In april zegde de Haarlemse bisschop Henny Bomers in een open brief zijn lidmaatschap voor het CDA op. Naar zijn mening was de opstelling van het CDA inzake abortus en euthanasie te weinig principieel. Aanleiding vormde een artikel van het Tweede-Kamerlid Ton de Kok in het NRC-Handelsblad van 18 decem­ber 1992, waarin deze in verband met het leergezag in de rooms-katholieke kerk Dostojevski's 'Groot-Inquisi­teur' aan­haalde. De Kok doelde vooral op de starre kerkelijke opvattin­gen ten aanzien van seksuali­teit. Een gesprek tussen Bomers, De Kok en Van Velzen leverde niets op, waarna Bomers bedankte als lid.

Kort na het opstappen van Bomers uitte Van Vel­zen felle kri­tiek op de Nederlandse bisschoppen. Naar aan­lei­ding van het vertrek van bisschop Philippe Bär van Rotterdam zei hij voor de radio, dat de bisschoppen niet in staat waren voldoende lei­ding te geven aan de rooms-katholieke kerk. Van Velzen riep hen op om de dialoog aan te gaan met hun achterban. Bin­nen de partij vielen deze uitlatingen niet goed. Op een ver­gadering van het partij­bestuur verklaarde Van Velzen dat hij zijn uitspraken op persoonlijke titel, 'als gelovige' had gedaan.

Twaalfeneenhalf-jarig bestaan CDA

Op 3 april werd in Woerden herdacht dat de oprichting van het CDA twaalfeneenhalf jaar geleden had plaatsgevonden. Par­tij­voorzitter Van Velzen, Tweede-Kamerfractievoorzitter Brink­man, Tweede-Kamervoor­zitter Deetman en premier Lubbers hielden toe­spraken. De laatste spreker riep op tot meer soberheid. In het kader van de festiviteiten was er een op­stelwed­strijd uit­ge­schreven onder leerlingen van basis­scholen, over de vraag wat zij zouden doen als zij minister-president waren. De prijs­­vraag leverde ruim vierduizend inzendingen op.
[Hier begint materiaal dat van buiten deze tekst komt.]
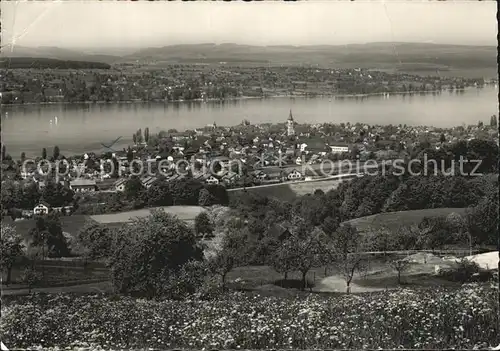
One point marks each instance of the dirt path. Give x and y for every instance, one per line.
x=337, y=284
x=81, y=288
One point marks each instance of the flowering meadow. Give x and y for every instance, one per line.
x=466, y=317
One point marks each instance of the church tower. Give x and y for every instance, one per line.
x=289, y=125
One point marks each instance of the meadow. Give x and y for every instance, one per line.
x=394, y=220
x=289, y=191
x=463, y=318
x=185, y=213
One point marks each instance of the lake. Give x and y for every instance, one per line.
x=78, y=128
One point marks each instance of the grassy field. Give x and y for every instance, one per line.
x=70, y=224
x=393, y=220
x=186, y=213
x=290, y=191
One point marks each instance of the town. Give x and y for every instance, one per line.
x=213, y=176
x=126, y=83
x=241, y=156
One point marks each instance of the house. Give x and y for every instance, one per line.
x=212, y=180
x=337, y=149
x=259, y=175
x=119, y=185
x=147, y=181
x=63, y=209
x=293, y=175
x=41, y=209
x=280, y=231
x=230, y=178
x=82, y=185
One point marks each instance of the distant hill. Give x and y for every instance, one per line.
x=56, y=53
x=376, y=55
x=393, y=220
x=39, y=62
x=422, y=58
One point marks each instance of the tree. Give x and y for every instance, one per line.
x=130, y=154
x=10, y=249
x=94, y=240
x=493, y=121
x=346, y=249
x=435, y=232
x=30, y=277
x=48, y=232
x=55, y=194
x=202, y=224
x=307, y=246
x=205, y=198
x=148, y=251
x=400, y=266
x=133, y=188
x=282, y=260
x=158, y=194
x=56, y=153
x=458, y=224
x=229, y=256
x=482, y=220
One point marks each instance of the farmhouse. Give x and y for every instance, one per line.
x=338, y=149
x=293, y=175
x=82, y=185
x=119, y=185
x=41, y=209
x=147, y=181
x=212, y=180
x=279, y=231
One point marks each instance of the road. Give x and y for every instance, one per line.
x=339, y=177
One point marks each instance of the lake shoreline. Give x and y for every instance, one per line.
x=239, y=98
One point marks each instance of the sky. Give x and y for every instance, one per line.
x=113, y=24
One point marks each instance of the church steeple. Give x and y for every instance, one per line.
x=290, y=130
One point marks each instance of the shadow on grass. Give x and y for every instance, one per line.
x=293, y=284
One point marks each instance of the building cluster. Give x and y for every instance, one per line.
x=248, y=155
x=197, y=82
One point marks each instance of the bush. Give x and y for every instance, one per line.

Brinkman als opvolger van Lubbers

In mei 1992 had minister-president Lubbers verklaard in Brink­man zijn opvolger als politiek leider van het CDA te zien (zie het Jaaroverzicht 1992). Brinkman werd daarmee als 'kroonprins' aangewezen, zonder dat de partij zich daarover had uitgesproken. De aspirant-politiek leider kwam in ja­nu­ari onder druk te staan tijdens de WAO-crisis (zie Jaarboek 1993 DNPP, 14-20). Toen PvdA en CDA over de WAO niet tot een akkoord konden komen, wendde Brink­­man zich tot de VVD in de veronderstelling dat Lubbers hem deze speel­ruimte had ge­boden. Terwijl de CDA-Tweede-Kamer­fractie over­een­stem­ming be­reikte met de oppositie­par­tij, wer­den in het kabinet de onder­hande­lingen met de PvdA weer geo­pend. Op de achter­grond speel­de Lubbers hierbij een belang­rijke rol. Tijdens een overleg tussen beide coali­tiepart­ners thuis bij minister Bert de Vries van Sociale Zaken, rolde er een com­promis uit de bus. Aan dit vergelijk werd het voortbe­staan van het kabinet verbon­den, waarna Brinkman zwichtte.
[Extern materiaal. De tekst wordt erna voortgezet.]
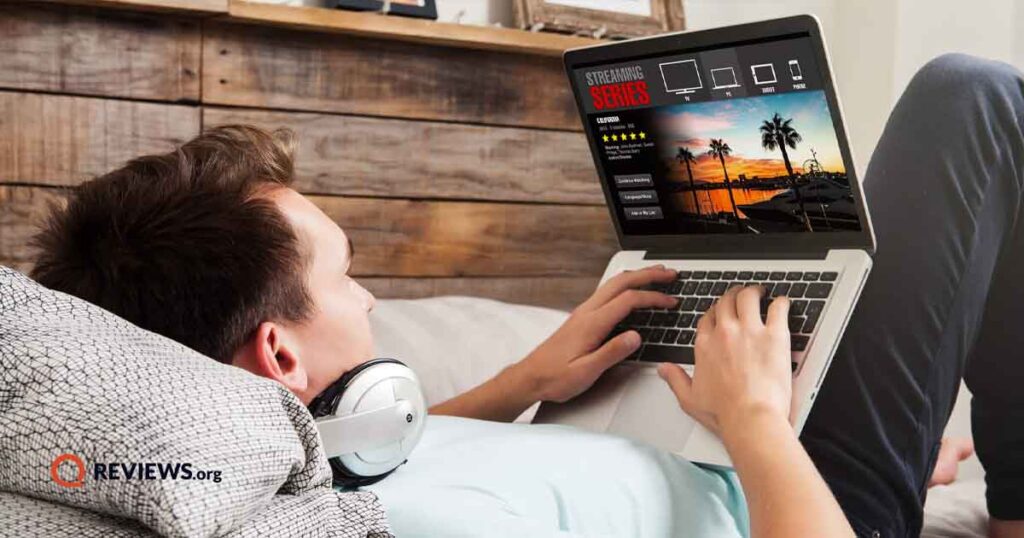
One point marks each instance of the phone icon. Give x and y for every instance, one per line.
x=795, y=71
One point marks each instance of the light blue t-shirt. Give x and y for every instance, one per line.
x=474, y=478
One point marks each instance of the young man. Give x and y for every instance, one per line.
x=208, y=245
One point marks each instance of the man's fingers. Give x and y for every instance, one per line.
x=725, y=306
x=778, y=313
x=626, y=281
x=629, y=300
x=612, y=352
x=749, y=304
x=679, y=381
In de media werd Brinkman als de grote verliezer aangemerkt. Het dagblad Trouw (25 januari) sprak van een 'dodemansactie', waardoor Brinkmans kandidatuur zou 'wankelen'. Brinkman, die zich ge­steund wist door zijn fractie, verweerde zich door te stel­len dat 'de spelregels tij­dens het spel veranderd zijn'. Hij zou daarmee op de rol van Lubbers doelen (de Volks­krant, 26 januari 1993). Ook van voorzitter Ad Kaland van de CDA-fractie in de Eerste Kamer kreeg Brinkman kritiek. Kaland vond dat hij zich aan de afspraken met de VVD had moeten houden. Deze kritiek viel slecht binnen de partij­top. Partij­voorzitter Van Velzen vond Kalands opmerkin­gen over Brink­man 'onterecht' en meende dat Ka­land zijn collega uit de Tweede Kamer had moe­ten steunen.

Ook na de WAO-crisis hield de kritiek op Brinkman aan. Al met al leek zijn kandidatuur niet geheel van­zelfspre­kend meer. Deze twijfel werd nog gevoed toen Lubbers meedeelde dat hij 'dol­graag door zou gaan'. Op 8 maart werd er een einde aan alle spe­culaties gemaakt. Het par­tij­be­stuur besloot toen op voor­stel van partijvoorzitter Van Velzen Brink­man unaniem als lijst­trekker aan te wij­zen. Er moest duidelijkheid komen, zo ver­klaar­de Van Vel­zen, omdat in de media het beeld was ont­staan alsof het CDA zou twijfe­len.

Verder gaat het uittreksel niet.